Professor Franke is the founder and faculty director of the Law, Rights, and Religion Project, a think tank based at Columbia Law School that develops policy and thought leadership on the complex ways in which religious liberty rights interact with other fundamental rights. In 2021, Professor Franke launched the ERA Project, a law and policy think tank to develop academically rigorous research, policy papers, expert guidance, and strategic leadership on the Equal Rights Amendment (ERA) to the U.S. Constitution, and on the role of the ERA in advancing the larger cause of gender-based justice.
Professor Franke is currently leading a team that is researching Columbia Law School’s relationship to slavery and its legacies.
Her first book, Wedlocked: The Perils of Marriage Equality (NYU Press 2015), considers the costs of winning marriage rights for same sex couples today and for African Americans at the end of the Civil War.
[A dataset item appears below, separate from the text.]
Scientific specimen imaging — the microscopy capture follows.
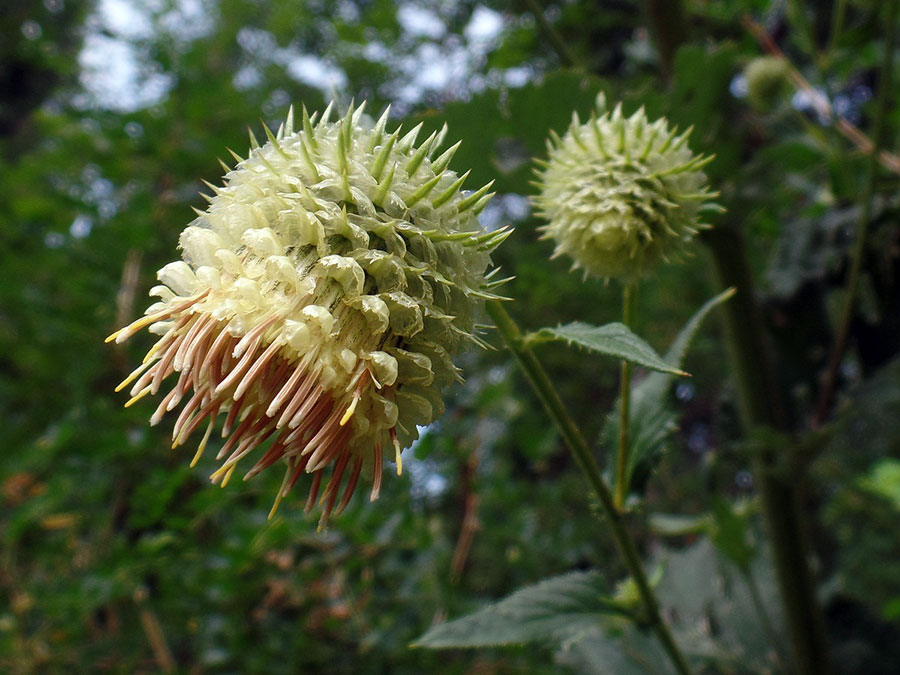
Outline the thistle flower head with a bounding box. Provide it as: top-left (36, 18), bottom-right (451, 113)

She was awarded a Guggenheim Fellowship in 2011 to undertake research for Wedlocked. Her second book, Repair: Redeeming the Promise of Slavery’s Abolition (Haymarket Press 2019), makes the case for racial reparations in the United States by returning to a time at the end of slavery when many formerly enslaved people were provided land explicitly as a form of reparation, yet after President Abraham Lincoln was assassinated the land was stolen back from freed people and given to former slave owners
Professor Kate Redburn, Co-Director
Kate Redburn (they/them) writes legal history and theory of gender and sexuality, religion, and political economy in the late 20th and early 21st century United States. Their primary research project traces the rise of religious objection to anti-discrimination law since 1964. A second project looks at transgender legal history in the U.S.
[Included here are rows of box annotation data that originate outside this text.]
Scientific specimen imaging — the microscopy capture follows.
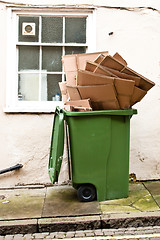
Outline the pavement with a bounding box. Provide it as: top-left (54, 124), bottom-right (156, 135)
top-left (0, 181), bottom-right (160, 240)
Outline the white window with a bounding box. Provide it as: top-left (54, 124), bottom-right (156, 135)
top-left (5, 9), bottom-right (95, 112)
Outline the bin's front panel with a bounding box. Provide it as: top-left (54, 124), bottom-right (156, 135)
top-left (66, 111), bottom-right (130, 201)
top-left (67, 116), bottom-right (111, 199)
top-left (106, 116), bottom-right (130, 199)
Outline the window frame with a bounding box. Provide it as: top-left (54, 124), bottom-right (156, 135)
top-left (4, 7), bottom-right (96, 113)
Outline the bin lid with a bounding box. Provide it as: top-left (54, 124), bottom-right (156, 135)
top-left (48, 107), bottom-right (64, 183)
top-left (63, 108), bottom-right (137, 116)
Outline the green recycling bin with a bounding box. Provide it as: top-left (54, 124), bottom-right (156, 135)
top-left (49, 107), bottom-right (137, 201)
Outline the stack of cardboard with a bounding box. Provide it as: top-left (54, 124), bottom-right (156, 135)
top-left (59, 52), bottom-right (155, 111)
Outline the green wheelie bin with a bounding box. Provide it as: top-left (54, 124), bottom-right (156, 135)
top-left (49, 107), bottom-right (137, 201)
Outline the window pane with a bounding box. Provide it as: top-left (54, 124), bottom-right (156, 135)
top-left (18, 17), bottom-right (39, 42)
top-left (42, 47), bottom-right (62, 72)
top-left (18, 73), bottom-right (39, 101)
top-left (65, 47), bottom-right (86, 55)
top-left (42, 74), bottom-right (62, 101)
top-left (18, 46), bottom-right (39, 71)
top-left (65, 18), bottom-right (86, 43)
top-left (42, 17), bottom-right (63, 43)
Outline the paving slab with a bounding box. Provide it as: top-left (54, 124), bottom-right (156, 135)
top-left (0, 219), bottom-right (37, 235)
top-left (100, 183), bottom-right (159, 214)
top-left (144, 181), bottom-right (160, 208)
top-left (42, 186), bottom-right (101, 217)
top-left (0, 188), bottom-right (46, 220)
top-left (38, 215), bottom-right (101, 232)
top-left (101, 211), bottom-right (160, 229)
Kate received their JD from Yale Law School in 2020, where they helped found the LPE Blog, and served as the blog’s first Managing Editor. Kate is currently a PhD candidate in the Department of History and Program in Women, Gender, and Sexuality Studies also at Yale. In 2020-2021 they served as a law clerk to the Hon. Guido Calabresi on the US Court of Appeals for the Second Circuit.
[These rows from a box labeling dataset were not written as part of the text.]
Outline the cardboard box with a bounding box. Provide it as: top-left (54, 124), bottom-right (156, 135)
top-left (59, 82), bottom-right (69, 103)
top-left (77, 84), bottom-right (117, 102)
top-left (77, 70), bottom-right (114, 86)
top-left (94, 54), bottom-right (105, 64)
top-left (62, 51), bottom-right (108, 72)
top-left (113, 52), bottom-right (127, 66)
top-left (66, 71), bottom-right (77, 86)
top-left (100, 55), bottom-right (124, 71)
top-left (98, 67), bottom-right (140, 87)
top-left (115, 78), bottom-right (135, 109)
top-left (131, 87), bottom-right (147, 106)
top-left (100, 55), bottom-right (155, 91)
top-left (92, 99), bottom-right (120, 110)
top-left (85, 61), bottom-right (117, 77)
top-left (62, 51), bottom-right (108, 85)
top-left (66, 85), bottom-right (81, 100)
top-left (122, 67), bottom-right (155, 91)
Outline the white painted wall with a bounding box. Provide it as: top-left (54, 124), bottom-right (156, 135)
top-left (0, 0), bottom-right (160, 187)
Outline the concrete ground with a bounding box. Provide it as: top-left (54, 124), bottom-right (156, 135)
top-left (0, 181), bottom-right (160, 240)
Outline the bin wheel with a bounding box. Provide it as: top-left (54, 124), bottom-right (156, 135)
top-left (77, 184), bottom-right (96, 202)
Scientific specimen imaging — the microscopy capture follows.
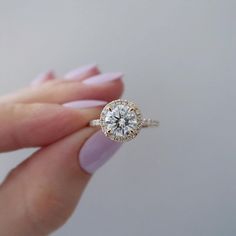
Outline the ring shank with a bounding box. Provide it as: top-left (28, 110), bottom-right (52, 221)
top-left (89, 119), bottom-right (160, 128)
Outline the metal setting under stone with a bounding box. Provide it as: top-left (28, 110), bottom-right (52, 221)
top-left (101, 100), bottom-right (142, 142)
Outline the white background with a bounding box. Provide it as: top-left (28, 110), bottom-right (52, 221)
top-left (0, 0), bottom-right (236, 236)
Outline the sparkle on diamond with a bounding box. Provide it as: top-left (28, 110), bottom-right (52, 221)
top-left (105, 104), bottom-right (138, 137)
Kate’s academic work has been published or is forthcoming in Yale Law Journal, University of Chicago Law Review, and Law and History Review. They also write essays and book reviews about the history of sexuality, transgender politics, and constitutional law for a general audience.
Lilia Hadjiivanova, Associate Director
Lilia is the Center for Gender and Sexuality Law's Associate Director, managing the daily operations and finances of the Center, organizing and coordinating programming, and providing project management support for the Law, Rights, and Religion Project and the ERA Project. Lilia comes to the Center for Gender and Sexuality Law with extensive experience with program management in the nonprofit, government, and higher education sectors. Originally from Bulgaria, she completed her undergraduate degree in Communication and Media Studies at Loughborough University, UK. Upon graduation, she immigrated to the United States and attended California State University, Los Angeles, where she received a Master’s degree in Communication Studies with a research focus on representation of gender and sexuality in television and film. She is currently a MPA candidate at Columbia's School for International and Public Affairs.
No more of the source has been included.